Notwithstanding claims that the shirts are intended to parody the Nazi dictator, many view them as mocking instead the victims of the Holocaust, trivialising their suffering, and pandering to neo-Nazis - a well-known Melbourne law firm reportedly described them as "pro-Hitler merchandise" - and moreover the shirts are said to be popular among white supremacist and antisemitic groups such as Stormfront. http://www.redbubble.com/people/hipsterhitler and http://www.stormfront.org/forum/search.php?searchid=10888218
"[M]y grandfather was the sole survivor of his family due to Hitler’s regime and I do not apologize for my disgust of this allowable and repugnant content," was a typical online reaction regarding the controversy that dragged on for a number of weeks before the decision to withdraw the items from sale was reached following overtures by the Melbourne Anti-Defamation Commission, whose president is quoted on the J-Wire news service as saying:
"It’s not a matter of free speech or censorship. It’s a matter of sensitivity and decency...

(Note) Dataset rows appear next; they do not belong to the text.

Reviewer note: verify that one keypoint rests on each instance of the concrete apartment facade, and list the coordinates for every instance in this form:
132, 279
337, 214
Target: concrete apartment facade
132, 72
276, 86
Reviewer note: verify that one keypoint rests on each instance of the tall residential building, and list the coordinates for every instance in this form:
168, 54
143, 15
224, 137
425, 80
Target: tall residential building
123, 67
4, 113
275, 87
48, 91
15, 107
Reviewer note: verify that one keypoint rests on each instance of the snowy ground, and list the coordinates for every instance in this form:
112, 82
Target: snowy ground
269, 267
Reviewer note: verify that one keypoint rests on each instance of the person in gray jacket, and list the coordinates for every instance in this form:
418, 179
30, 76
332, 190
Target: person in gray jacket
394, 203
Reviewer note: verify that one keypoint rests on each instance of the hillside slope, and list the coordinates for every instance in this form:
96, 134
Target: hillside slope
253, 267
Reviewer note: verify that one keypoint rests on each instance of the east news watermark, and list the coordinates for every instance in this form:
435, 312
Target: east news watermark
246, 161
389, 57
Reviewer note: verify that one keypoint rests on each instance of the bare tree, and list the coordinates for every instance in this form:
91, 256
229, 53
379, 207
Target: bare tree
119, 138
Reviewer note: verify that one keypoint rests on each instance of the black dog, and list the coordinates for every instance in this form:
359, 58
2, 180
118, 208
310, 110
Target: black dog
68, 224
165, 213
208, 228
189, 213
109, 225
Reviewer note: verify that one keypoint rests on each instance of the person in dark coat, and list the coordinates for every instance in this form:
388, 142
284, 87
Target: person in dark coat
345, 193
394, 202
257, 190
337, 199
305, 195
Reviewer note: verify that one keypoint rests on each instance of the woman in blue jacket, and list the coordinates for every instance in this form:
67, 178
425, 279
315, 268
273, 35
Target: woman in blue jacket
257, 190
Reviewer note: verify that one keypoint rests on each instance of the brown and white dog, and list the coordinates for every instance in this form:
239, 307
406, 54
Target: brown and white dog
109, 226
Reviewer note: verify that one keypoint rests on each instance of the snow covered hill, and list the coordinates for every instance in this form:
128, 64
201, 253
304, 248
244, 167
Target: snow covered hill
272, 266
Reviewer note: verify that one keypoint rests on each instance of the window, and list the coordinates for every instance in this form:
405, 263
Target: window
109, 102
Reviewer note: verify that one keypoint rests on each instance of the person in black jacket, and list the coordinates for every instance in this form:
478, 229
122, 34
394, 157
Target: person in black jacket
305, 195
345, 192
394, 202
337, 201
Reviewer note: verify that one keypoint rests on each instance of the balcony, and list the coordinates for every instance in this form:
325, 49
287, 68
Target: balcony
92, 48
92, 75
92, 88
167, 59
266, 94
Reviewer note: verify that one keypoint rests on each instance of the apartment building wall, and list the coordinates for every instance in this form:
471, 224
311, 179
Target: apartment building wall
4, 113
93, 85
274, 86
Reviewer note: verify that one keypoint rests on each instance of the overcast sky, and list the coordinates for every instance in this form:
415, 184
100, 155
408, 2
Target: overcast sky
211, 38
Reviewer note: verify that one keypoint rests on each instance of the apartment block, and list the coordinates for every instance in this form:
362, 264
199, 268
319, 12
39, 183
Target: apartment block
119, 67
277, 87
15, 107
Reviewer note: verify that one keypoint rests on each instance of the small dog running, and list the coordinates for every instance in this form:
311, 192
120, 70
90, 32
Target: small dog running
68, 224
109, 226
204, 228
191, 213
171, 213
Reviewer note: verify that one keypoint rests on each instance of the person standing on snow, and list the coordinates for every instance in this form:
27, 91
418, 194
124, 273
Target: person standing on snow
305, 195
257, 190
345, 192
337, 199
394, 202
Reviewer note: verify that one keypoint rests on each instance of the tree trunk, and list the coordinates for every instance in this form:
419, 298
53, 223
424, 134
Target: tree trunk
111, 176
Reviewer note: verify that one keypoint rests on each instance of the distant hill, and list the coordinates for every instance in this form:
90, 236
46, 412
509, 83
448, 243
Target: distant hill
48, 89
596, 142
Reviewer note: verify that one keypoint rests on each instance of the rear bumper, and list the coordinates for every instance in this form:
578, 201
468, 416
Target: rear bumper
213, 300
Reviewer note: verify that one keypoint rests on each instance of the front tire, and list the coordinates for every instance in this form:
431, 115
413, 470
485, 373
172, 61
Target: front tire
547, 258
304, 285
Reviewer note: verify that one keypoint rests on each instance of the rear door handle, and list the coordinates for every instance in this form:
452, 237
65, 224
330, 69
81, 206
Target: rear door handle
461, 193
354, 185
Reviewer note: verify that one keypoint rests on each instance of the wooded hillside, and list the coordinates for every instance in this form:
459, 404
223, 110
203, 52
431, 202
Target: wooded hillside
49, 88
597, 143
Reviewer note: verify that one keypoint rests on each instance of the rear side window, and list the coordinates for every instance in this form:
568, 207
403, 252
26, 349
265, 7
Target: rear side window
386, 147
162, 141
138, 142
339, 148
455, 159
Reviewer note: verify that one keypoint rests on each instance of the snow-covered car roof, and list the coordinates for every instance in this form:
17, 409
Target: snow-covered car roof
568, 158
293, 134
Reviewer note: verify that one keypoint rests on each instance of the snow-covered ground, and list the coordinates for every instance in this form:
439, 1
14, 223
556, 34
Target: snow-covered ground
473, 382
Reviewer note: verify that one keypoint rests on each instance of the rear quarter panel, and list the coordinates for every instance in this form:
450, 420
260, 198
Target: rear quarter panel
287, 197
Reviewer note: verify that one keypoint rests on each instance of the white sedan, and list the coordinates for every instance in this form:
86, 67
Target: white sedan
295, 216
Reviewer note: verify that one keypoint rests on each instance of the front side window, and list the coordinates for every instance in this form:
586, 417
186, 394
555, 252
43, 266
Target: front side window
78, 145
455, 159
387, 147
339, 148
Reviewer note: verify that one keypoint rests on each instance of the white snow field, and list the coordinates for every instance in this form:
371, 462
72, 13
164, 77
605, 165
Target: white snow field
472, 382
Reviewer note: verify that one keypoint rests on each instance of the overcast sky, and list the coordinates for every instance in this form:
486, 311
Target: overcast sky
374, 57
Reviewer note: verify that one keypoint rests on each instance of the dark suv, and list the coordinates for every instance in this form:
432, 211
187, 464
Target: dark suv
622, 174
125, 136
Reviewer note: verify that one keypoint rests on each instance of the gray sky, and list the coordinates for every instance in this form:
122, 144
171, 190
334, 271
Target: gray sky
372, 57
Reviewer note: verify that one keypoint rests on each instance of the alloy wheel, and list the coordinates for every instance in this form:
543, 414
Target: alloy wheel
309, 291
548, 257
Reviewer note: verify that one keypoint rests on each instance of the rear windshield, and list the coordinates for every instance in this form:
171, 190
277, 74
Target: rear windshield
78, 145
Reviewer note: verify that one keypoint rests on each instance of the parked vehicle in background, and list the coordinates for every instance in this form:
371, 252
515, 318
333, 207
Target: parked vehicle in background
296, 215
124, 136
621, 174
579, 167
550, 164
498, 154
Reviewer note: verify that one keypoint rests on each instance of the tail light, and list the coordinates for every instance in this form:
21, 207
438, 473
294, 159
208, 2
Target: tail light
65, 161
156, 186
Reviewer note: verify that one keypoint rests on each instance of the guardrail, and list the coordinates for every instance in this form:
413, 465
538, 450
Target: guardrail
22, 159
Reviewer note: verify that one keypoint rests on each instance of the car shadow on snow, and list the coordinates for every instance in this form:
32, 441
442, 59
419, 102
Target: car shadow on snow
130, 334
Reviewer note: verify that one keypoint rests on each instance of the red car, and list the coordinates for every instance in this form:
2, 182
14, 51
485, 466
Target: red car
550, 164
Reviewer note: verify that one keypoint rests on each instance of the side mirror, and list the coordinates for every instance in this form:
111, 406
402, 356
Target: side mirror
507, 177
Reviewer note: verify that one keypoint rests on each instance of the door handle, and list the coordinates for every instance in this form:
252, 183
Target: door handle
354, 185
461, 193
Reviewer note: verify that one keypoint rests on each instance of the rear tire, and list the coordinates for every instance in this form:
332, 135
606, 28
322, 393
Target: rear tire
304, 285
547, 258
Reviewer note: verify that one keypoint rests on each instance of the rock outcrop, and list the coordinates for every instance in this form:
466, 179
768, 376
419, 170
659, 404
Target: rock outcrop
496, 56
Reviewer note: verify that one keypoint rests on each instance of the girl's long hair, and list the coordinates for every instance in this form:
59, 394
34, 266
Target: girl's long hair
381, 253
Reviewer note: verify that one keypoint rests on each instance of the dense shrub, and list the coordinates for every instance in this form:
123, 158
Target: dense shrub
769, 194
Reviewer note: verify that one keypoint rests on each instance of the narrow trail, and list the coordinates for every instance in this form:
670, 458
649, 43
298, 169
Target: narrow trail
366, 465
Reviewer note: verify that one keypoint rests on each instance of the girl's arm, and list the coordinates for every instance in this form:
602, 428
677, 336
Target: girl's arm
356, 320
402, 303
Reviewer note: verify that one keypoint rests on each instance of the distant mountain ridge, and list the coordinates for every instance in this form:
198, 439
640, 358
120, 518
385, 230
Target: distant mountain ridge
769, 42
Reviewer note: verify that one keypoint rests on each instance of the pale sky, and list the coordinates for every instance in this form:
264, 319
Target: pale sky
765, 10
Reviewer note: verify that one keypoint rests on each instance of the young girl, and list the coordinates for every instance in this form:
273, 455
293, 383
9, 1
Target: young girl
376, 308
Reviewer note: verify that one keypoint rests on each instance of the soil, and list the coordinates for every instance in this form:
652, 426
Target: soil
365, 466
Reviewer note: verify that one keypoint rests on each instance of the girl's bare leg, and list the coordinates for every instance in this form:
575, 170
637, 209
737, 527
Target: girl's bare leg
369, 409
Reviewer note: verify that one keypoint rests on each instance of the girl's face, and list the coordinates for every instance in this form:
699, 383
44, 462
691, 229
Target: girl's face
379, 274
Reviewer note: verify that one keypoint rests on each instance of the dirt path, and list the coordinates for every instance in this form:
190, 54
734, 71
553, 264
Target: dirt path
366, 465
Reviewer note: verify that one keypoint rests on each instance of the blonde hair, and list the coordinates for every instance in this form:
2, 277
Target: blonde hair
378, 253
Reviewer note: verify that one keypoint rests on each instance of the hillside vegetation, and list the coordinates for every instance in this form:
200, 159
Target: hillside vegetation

As a Jewish organisation we have a particular sensitivity to antisemitism and this led us to get in touch with RedBubble after a number of complaints about Hipster Hitler... RedBubble has shown commercial interests don’t have to lack values and sensitivity to human experience, just as the AFL [Australian Football League] has shown it won’t tolerate racism. Jewish Australians still experience antisemitic abuse from time to time, particularly when passions run high over the Middle East. We need to know all Victorians will stand up against hate."